Combining Technologies I
The idea that technologies can be used together to produce more flexible, accurate, powerful and friendly systems is certainly not new. It has been receiving increasing attention in the computing industry as a result of the availability of multimedia devices and fast, powerful processors. This column focuses on combining speech recognition with speaker verification/identification. Each of these technologies is effective when used independently of the other. The object of combining them is to apply their relative strengths to solving problems, improving performance, and offering other useful enhancements.

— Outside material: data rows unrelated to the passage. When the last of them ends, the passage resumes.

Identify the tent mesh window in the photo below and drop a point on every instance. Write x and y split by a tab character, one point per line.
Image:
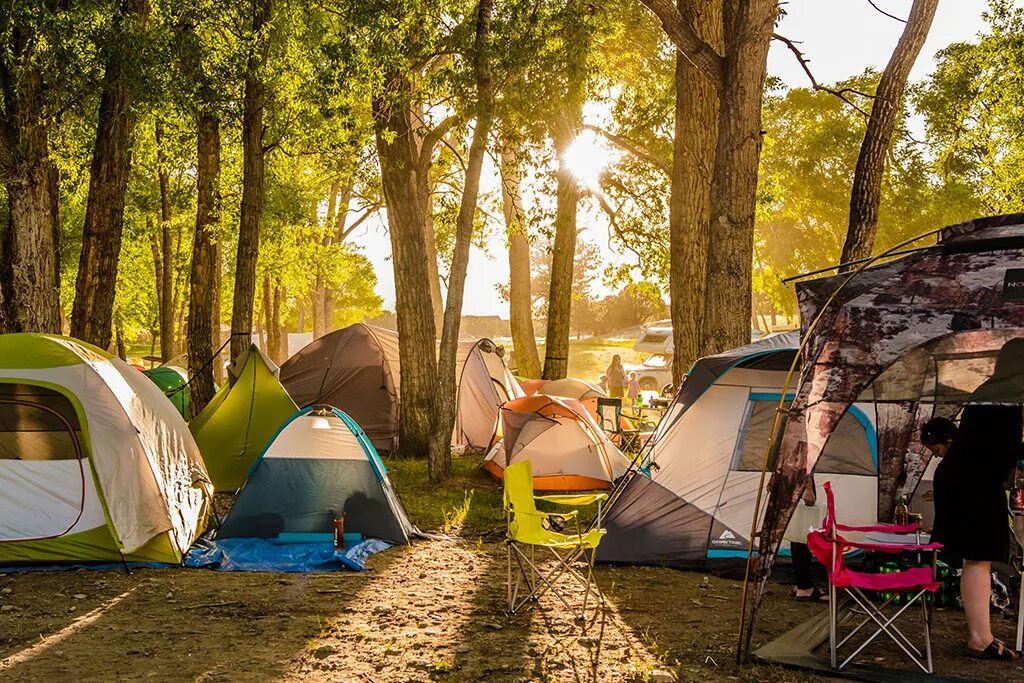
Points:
847	452
37	423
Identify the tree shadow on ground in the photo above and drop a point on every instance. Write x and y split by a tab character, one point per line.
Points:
169	624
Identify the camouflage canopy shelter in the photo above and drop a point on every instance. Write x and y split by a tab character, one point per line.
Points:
916	336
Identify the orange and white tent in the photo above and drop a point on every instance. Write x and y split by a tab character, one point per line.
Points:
567	449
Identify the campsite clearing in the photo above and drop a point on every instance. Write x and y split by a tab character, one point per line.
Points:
432	611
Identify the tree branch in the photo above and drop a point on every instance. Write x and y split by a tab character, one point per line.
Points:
435	135
635	148
882	11
841	93
358	221
688	42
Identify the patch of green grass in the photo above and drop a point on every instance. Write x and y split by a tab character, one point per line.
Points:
590	357
468	504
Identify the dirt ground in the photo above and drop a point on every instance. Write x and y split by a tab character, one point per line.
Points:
432	611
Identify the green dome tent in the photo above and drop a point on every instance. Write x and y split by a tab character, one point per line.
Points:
94	464
232	430
171	380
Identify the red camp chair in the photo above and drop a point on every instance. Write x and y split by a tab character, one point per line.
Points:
856	587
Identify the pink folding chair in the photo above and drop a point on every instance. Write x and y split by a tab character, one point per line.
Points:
828	547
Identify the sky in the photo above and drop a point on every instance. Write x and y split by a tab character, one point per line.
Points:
839	37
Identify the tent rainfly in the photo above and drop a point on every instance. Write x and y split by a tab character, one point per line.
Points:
484	383
318	465
918	336
356	370
696	504
174	383
95	464
242	419
567	449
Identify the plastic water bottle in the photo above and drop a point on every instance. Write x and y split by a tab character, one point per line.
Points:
1017	493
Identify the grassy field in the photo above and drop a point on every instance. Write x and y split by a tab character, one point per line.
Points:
589	357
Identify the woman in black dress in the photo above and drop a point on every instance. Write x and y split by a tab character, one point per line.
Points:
971	512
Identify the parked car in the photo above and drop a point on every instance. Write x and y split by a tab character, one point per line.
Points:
655	370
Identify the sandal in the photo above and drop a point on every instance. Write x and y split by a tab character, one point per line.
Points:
995	650
815	596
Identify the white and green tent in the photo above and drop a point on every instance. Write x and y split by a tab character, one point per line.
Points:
95	464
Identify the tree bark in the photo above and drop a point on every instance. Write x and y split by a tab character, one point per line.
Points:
30	270
866	194
398	154
254	101
728	299
565	127
556	349
167	344
425	187
215	340
280	351
203	262
97	267
271	316
440	443
520	302
692	161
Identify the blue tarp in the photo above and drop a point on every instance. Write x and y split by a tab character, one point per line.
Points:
99	566
266	555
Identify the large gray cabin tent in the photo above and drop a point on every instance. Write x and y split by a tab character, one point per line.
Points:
484	384
355	370
318	465
697	502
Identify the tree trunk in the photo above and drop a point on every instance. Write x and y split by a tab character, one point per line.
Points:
215	340
252	184
203	262
263	328
158	266
556	349
520	301
272	315
97	267
440	442
30	269
167	345
866	194
341	218
425	190
279	350
692	161
397	152
728	297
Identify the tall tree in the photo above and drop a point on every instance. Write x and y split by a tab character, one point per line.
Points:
565	125
866	194
254	103
93	307
730	253
440	444
692	161
166	273
398	154
520	302
29	266
201	296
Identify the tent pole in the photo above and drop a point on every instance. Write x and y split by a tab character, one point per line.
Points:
747	625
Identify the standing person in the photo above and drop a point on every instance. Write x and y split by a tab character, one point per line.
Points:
971	512
632	388
805	517
616	377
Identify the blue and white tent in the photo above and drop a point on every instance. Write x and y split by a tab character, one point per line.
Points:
320	464
697	502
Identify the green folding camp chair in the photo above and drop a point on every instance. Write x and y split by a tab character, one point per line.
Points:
528	529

About Speaker Verification and Identification
Speaker verification and identification are the most highly commercialized forms of what I call voice biometrics. They use acoustic features of a person's voice to assign an identity to the voice of an unknown speaker or to verify that the person is who she/he claims to be. These technologies cannot understand what that person is saying. In contrast, speech recognition can neither identify a voice nor verify a claim of identity. Speech recognition is not a biometric technology but it does an excellent job of understanding speech. All biometrics, including speaker verification and identification, differ from other forms of security in their ability to provide "positive identification of the person." This means that they can tell who is accessing a secured system. No other form of security can do that. At best, other types of security can verify that that person knows a piece information (e.g., PIN, password) or has possession of an access-control device (e.g., card, token).

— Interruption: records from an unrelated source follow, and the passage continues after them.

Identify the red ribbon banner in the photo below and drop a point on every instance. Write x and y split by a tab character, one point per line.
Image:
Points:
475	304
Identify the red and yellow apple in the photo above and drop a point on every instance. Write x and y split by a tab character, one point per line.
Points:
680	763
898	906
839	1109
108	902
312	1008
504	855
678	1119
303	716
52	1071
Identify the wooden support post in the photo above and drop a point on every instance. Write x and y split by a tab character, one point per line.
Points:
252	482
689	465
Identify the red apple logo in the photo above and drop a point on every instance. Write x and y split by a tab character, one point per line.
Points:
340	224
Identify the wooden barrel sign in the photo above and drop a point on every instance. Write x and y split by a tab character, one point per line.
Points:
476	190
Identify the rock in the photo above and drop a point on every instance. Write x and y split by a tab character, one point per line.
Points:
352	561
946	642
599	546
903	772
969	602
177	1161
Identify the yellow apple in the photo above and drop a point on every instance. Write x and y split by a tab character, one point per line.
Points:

Adding voice biometrics to ASR
When speaker verification and/or identification are added to a speech-recognition application it is generally for the purpose of providing security. This is not surprising. Sometimes voice biometrics replaces an existing form of security, such as a PIN. In other cases voice-based security is incorporated into an existing speech-recognition system so that the system can be extended to operations that require security - for example, to add stock transactions to an existing stock-quote system. The power of positive identification makes speaker verification/ identification attractive for uses other than security. If you know the person who is using the speech-recognition system you can personalize that system. Personalization can be as simple as greeting the person or as complicated as loading profiles and setting preferences. This use of voice biometrics is an example of what I call 1+1=3 because the benefits that are gained are different from and go beyond the ones that are usually considered when one thinks about speaker verification and identification.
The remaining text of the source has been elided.